Sur les demandes accessoires
M. [T] [I], partie perdante, supportera la charge des dépens.
Compte tenu des démarches judiciaires qu’a dû accomplir l’Epic Hmp, M. [T] [I] sera condamné à lui verser une somme de 200 euros au titre de l’article 700 du code de procédure civile.
La présente décision est de plein droit exécutoire à titre provisoire.

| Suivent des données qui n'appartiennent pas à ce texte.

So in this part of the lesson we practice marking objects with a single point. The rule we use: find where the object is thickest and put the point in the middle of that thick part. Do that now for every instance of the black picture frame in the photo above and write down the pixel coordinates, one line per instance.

Le surplus des demandes sera rejeté.
PAR CES MOTIFS,
La juge des contentieux de la protection, statuant en référé, par mise à disposition au greffe, par ordonnance réputée contradictoire et en premier ressort,
Au principal, RENVOIE les parties à se pourvoir ainsi qu’elles aviseront mais, dès à présent ;
DÉCLARE l’action en résiliation du bail recevable ;
CONSTATE que les conditions d’acquisition de la clause résolutoire figurant au contrat de bail conclu le 18 juillet 2024 entre l’Epic Hmp d’une part et M. [T] [I] d’autre part, concernant le local à usage d’habitation situé au [Adresse 2], logement n° 948, 13ème étage, dans le [Localité 7] sont réunies à la date du 19 janvier 2025 ;
ORDONNE en conséquence à M. [T] [I] de libérer les lieux et de restituer les clés dans le délai de quinze jours à compter de la signification de la présente ordonnance ;
DIT qu’à défaut pour M. [T] [I] d’avoir volontairement libéré les lieux et restitué les clés dans ce délai, l’Epic Hmp pourra, deux mois après la signification d’un commandement de quitter les lieux, faire procéder à son expulsion ainsi qu’à celle de tous occupants de son chef, conformément à l’article L.412-1 du code des procédures civiles d’exécution, y compris le cas échéant avec le concours d’un serrurier et de la force publique ;
RAPPELLE que le sort du mobilier garnissant le logement est prévu par les articles L.433-1 et suivants du code des procédures civiles d’exécution ;
CONDAMNE M. [T] [I] au paiement, à titre provisionnel, d’une indemnité mensuelle d’occupation d’un montant correspondant au loyer actuel avec charges, soit sept cent quatorze euros et quarante-quatre centimes (714,44 euros) à ce jour, indexée annuellement selon le même indice de référence servant de base à la révision annuelle du loyer, à compter du 19 janvier 2025 et jusqu’à la date de la libération effective et définitive des lieux ;
CONDAMNE M. [T] [I] à verser à l’Epic Hmp, à titre provisionnel, la somme de trois mille huit cent cinquante et un et quarante-sept centimes (3.851,47 euros) au titre de l’arriéré locatif (loyers, charges et indemnités d’occupation) au 9 mai 2025, terme du mois d’avril 2025 inclus, avec les intérêts au taux légal à compter de la présente décision ;
CONDAMNE M. [T] [I] aux dépens ;
CONDAMNE M. [T] [I] à verser à l’Epic Hmp une somme de deux cents euros (200 euros) au titre de l’article 700 du code de procédure civile ;
RAPPELLE que la présente ordonnance est exécutoire de plein droit à titre provisoire ;
Ainsi jugé et prononcé par ordonnance signée les jour, mois et an susdits par le président et le greffier susnommés et mise à disposition au greffe.